Although the work was conducted in Southern California, its implications extend to other parts of the state. Cities that lack dense networks of high-cost gas monitors can utilize this method to gain a better understanding of local emissions trends and target reduction strategies more effectively.

What The Method Involves

The turfgrass method builds on plants’ natural process of absorbing carbon dioxide through photosynthesis. Grass that is regularly mowed offers a short time window of growth, which keeps the data recent and comparable across sites.
Researchers collected turfgrass samples from managed lawns in urban and rural zones of the Los Angeles region. They measured radiocarbon content to discern the portion of carbon derived from fossil fuels. These data were then compared with direct atmospheric CO₂ measurements using specialized instruments.
Because the grass samples capture roughly a two-week growth timeframe, the results reflect short-term trends rather than long-term averages. This makes the method practical for monitoring changes over time and assessing the effects of policies or programs in municipalities.

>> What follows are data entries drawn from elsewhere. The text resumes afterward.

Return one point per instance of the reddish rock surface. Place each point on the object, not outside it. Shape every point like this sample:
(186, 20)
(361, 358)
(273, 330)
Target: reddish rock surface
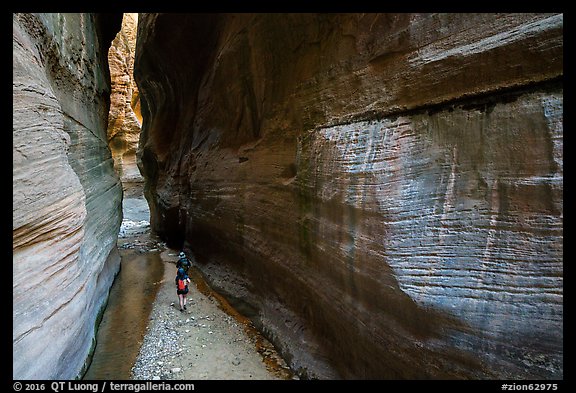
(66, 197)
(124, 119)
(385, 190)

Why This Matters For California Cities

California has ambitious goals for reducing greenhouse gas emissions and increasing the deployment of clean energy. City governments often struggle to track whether local emissions are actually dropping in response to policies or investments. This method provides a potential tool to fill that gap.
In urban areas such as Los Angeles, geographical features like basins and surrounding mountains trap emissions, creating what researchers call “urban carbon dioxide domes.” Because the turfgrass method captured those patterns, it may work well in regions of California with complex terrain and varying wind flows.
Given the rising focus on accountability and measurable climate progress, municipalities may view this tool as a cost-effective way to complement large monitoring networks. It may allow smaller cities or counties to engage in emissions tracking without significant infrastructure investments.

Limitations And Considerations

While the method offers promise, researchers caution that its effectiveness may vary depending on local weather conditions, geography, and grass management practices. For example, locations with strong prevailing winds or little terrain confinement may not capture emissions the same way as Southern California did in the study.
Additionally, the measurement reflects only the recent growth of grass and thus provides a snapshot rather than a long-term average. Regular sampling and consistent mowing schedules are necessary to maintain reliable comparisons over time.
Municipalities will still need to pair this kind of method with policy context, data interpretation, and perhaps other monitoring tools. The turfgrass method doesn’t replace all tools; rather, it may be an addition to the toolkit for tracking urban emissions.

What Local Governments Might Do With The Data

Cities could utilize turfgrass-based measurements to identify hotspots of fossil-fuel CO₂ emissions within neighborhoods, thereby adjusting local policies such as traffic management, building upgrades, or land-use changes. The data may also help track whether specific programs—such as increased transit use or electric-vehicle incentives—are having a measurable impact at the neighborhood scale.
Over time, repeated measurements can establish trends that indicate whether emissions are increasing or decreasing in specific areas of the city. That can provide accountability and evidence when reporting to state agencies, community groups, or funding bodies.
Local governments may also collaborate with universities, such as UCI, to secure sampling sites in parks, rights-of-way, and public grounds, thereby building cost-effective networks. While the method requires lab analysis of radiocarbon, the sampling itself is low-cost compared to complete atmospheric monitoring installations.